With those numbers and a 50% rental use, add in depreciation(which you are required to do with the schedule e per IRS rules) and you will likely have a net LOSS on your schedule e of about $2000-2500, assuming a purchase price of about $150k due to depreciation. Basically, it becomes a deduction on the income side of your tax return lowering your AGI. This is one of the many benefits of rental real estate. All expenses are deductable so that $1000/mo quickly becomes theoretically only about $100/mo "profit" of which depreciation takes care of the reset. Four ways of making money with rentals, cash flow, principle paydown, tax benefit(depreciation) and appreciation(assuming you sell at a profit)
One consideration, you will have to do a depreciation recapture when you sell. One way to limit capital gains tax on half of the gain if you sell in the future would be to occupy it fully(without renter) for 2 out of the last 5 years. But no matter what, you will have recapture tax for any depreciation required for the rental, whether you took it as a deduction on your schedule e or not.
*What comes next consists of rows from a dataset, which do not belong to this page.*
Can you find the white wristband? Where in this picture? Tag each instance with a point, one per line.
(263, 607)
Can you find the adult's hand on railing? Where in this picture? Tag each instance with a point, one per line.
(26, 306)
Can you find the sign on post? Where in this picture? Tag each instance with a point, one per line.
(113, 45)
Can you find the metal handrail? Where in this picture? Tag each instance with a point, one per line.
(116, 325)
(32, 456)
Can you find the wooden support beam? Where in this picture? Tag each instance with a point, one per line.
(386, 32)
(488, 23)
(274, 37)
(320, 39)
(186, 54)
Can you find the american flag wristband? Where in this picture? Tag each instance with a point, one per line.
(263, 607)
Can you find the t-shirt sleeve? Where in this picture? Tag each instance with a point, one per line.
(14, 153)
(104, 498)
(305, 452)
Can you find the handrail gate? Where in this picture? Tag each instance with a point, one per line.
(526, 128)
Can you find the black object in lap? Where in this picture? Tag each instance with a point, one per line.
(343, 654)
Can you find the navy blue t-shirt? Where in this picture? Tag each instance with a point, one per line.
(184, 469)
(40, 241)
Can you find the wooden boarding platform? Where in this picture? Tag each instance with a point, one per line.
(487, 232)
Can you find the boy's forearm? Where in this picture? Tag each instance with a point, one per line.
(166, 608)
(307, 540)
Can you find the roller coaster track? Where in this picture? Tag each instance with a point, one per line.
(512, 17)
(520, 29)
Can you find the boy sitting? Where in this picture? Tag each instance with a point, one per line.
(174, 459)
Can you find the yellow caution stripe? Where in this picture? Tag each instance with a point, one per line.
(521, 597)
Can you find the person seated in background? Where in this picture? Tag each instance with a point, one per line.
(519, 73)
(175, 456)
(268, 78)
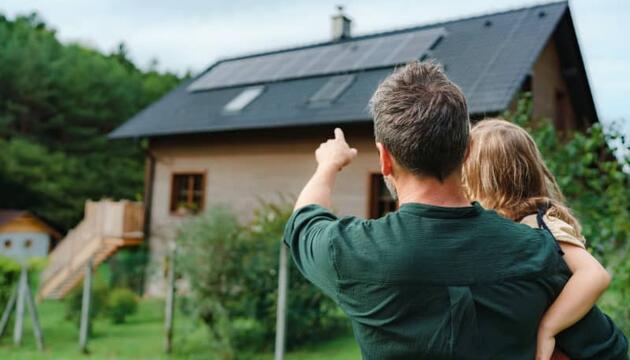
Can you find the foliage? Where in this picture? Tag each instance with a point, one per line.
(57, 104)
(232, 272)
(121, 303)
(142, 338)
(128, 268)
(598, 191)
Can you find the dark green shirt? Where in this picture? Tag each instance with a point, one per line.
(429, 282)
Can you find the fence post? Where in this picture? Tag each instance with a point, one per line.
(19, 312)
(281, 309)
(170, 302)
(85, 307)
(32, 309)
(4, 321)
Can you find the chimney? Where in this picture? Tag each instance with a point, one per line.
(340, 25)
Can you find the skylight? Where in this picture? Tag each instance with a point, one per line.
(331, 90)
(243, 99)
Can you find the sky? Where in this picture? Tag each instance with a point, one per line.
(192, 34)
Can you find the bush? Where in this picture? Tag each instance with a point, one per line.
(597, 189)
(232, 271)
(121, 303)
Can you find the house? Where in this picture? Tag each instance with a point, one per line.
(23, 236)
(246, 128)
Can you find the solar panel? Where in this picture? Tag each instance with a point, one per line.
(243, 99)
(373, 52)
(331, 90)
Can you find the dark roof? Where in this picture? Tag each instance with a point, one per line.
(488, 56)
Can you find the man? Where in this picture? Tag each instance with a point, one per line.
(440, 278)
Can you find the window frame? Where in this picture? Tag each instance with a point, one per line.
(173, 207)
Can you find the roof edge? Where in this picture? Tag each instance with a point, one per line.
(380, 33)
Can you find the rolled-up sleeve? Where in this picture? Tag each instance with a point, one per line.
(309, 236)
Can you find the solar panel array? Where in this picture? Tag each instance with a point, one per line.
(341, 57)
(331, 90)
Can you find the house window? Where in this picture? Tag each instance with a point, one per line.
(381, 200)
(187, 193)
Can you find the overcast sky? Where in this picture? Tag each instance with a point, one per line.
(192, 34)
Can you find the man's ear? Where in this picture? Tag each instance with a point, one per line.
(385, 159)
(468, 149)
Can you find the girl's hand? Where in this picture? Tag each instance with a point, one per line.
(545, 346)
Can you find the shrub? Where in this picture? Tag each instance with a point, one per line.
(597, 189)
(232, 271)
(121, 303)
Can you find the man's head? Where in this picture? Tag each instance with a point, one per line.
(421, 120)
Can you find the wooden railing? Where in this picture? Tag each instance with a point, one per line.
(106, 226)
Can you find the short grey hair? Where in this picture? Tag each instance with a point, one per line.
(421, 117)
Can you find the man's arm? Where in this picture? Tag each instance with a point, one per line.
(332, 156)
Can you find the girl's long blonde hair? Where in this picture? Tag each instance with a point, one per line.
(504, 171)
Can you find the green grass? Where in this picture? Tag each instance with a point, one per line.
(141, 337)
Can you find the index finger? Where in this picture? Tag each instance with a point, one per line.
(339, 134)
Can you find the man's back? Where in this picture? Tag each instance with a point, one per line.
(434, 282)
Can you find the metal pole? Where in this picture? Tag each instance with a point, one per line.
(19, 316)
(85, 307)
(4, 321)
(281, 309)
(170, 303)
(37, 330)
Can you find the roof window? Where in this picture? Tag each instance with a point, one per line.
(243, 99)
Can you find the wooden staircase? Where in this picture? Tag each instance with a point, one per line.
(106, 227)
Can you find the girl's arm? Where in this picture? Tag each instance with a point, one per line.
(584, 287)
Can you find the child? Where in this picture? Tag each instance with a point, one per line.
(504, 171)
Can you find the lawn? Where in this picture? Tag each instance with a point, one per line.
(142, 337)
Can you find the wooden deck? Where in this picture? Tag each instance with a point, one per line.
(106, 227)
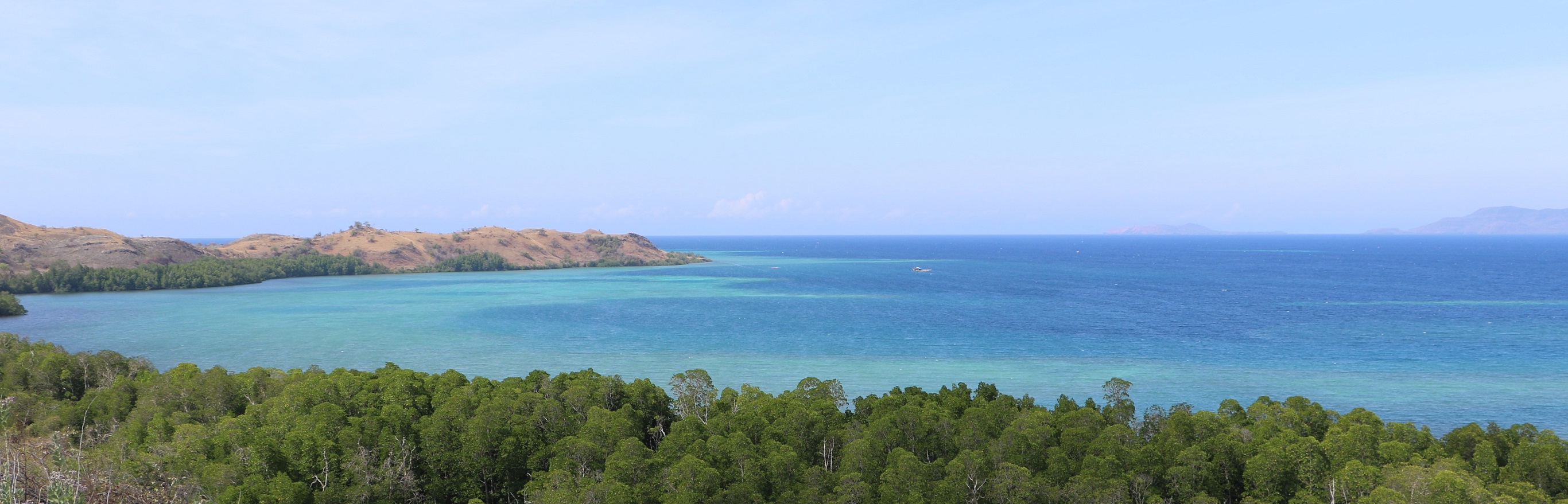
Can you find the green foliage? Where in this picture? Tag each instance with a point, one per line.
(399, 436)
(476, 262)
(207, 271)
(10, 306)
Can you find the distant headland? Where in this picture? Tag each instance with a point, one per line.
(32, 248)
(1493, 221)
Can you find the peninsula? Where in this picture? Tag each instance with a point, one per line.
(35, 248)
(1493, 221)
(37, 259)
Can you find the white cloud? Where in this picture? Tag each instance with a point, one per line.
(750, 205)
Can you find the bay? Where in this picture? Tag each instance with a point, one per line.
(1438, 331)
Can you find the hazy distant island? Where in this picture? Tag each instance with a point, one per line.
(37, 259)
(1185, 229)
(1493, 221)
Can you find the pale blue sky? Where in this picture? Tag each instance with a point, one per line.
(222, 119)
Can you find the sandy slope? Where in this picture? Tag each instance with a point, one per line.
(412, 249)
(26, 246)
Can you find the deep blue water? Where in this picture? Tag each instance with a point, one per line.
(1429, 329)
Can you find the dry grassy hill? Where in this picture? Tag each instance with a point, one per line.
(26, 246)
(529, 248)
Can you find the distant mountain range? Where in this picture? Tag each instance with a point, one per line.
(1493, 221)
(1185, 229)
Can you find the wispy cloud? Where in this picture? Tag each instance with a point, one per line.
(750, 205)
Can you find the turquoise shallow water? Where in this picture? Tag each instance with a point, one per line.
(1437, 331)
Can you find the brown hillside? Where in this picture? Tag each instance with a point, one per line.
(26, 246)
(529, 248)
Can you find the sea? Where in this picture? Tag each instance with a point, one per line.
(1437, 331)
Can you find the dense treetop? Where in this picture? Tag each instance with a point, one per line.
(10, 306)
(401, 436)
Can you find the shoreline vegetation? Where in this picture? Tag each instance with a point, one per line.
(106, 428)
(211, 271)
(10, 306)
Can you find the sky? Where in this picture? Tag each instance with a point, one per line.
(778, 118)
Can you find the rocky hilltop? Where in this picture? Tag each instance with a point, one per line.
(26, 248)
(1495, 221)
(538, 248)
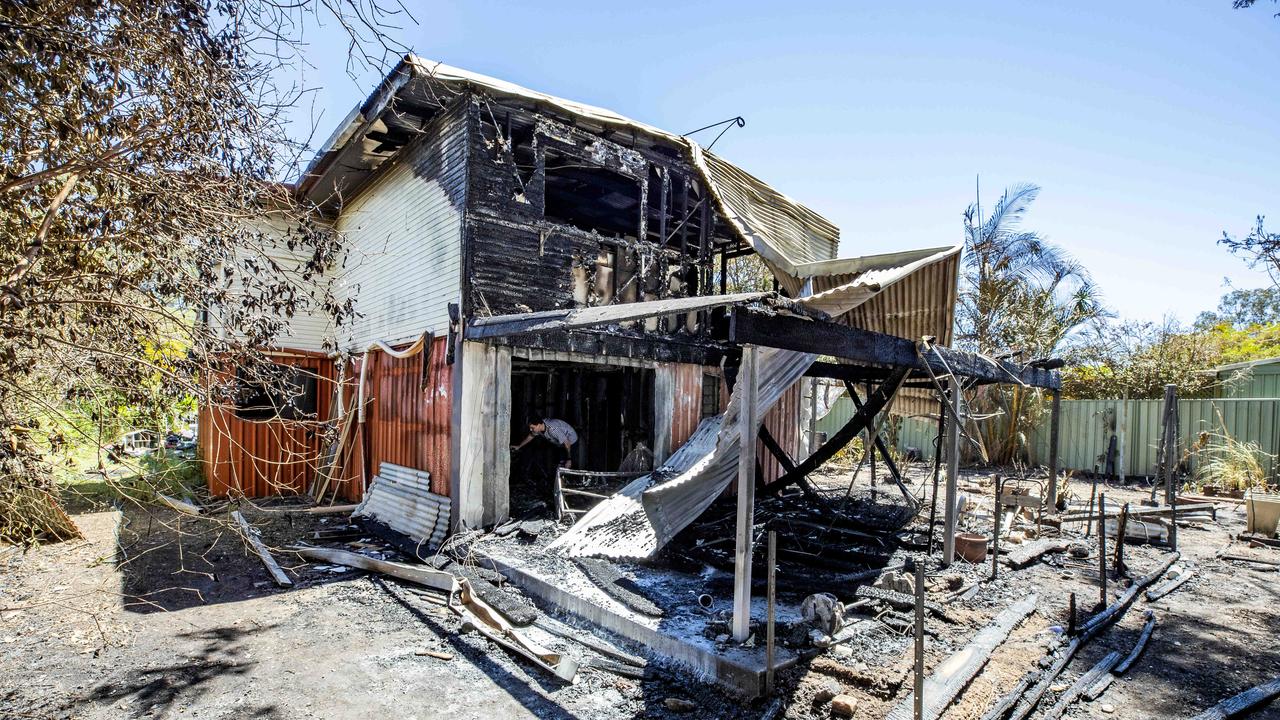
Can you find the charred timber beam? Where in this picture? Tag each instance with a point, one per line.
(880, 445)
(860, 420)
(771, 443)
(871, 347)
(572, 318)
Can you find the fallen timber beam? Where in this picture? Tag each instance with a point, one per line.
(1031, 552)
(1119, 606)
(1243, 702)
(1083, 683)
(250, 536)
(1101, 686)
(426, 577)
(1032, 697)
(1159, 592)
(946, 682)
(1138, 513)
(900, 600)
(860, 420)
(803, 335)
(1008, 700)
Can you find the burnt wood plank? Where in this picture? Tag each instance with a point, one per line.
(844, 436)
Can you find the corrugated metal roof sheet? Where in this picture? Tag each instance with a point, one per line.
(786, 233)
(401, 499)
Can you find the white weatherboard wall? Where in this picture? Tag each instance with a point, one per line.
(310, 327)
(403, 236)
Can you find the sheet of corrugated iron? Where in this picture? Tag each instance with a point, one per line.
(784, 423)
(410, 413)
(264, 458)
(780, 228)
(400, 499)
(686, 408)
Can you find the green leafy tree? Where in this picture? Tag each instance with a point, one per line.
(1019, 295)
(1243, 308)
(138, 147)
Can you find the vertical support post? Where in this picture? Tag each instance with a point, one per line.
(813, 415)
(871, 442)
(1102, 546)
(919, 641)
(1170, 460)
(949, 518)
(1088, 523)
(995, 533)
(937, 468)
(748, 429)
(560, 495)
(1055, 413)
(769, 636)
(1121, 527)
(1123, 431)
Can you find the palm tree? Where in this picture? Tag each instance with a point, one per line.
(1019, 294)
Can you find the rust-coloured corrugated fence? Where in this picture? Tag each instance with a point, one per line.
(261, 458)
(410, 411)
(686, 408)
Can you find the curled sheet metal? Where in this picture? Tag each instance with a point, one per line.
(490, 623)
(400, 499)
(648, 513)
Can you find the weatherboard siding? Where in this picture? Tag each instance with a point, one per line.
(403, 235)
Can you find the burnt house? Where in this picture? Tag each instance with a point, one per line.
(515, 255)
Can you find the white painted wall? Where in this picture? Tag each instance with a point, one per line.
(403, 236)
(310, 328)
I am not a tax pro, just a landlord for the past 22 years. Last year I collected about $60k in rent, but my schedule e stilll shows a small loss against my rent collected based on expenses and depreciation, however my net cashflow was about $15k. Effectively zero tax liability on the income, however, depreciation is a great thing at tax time but a rough thing when its time to sell due to depreciation recapture tax.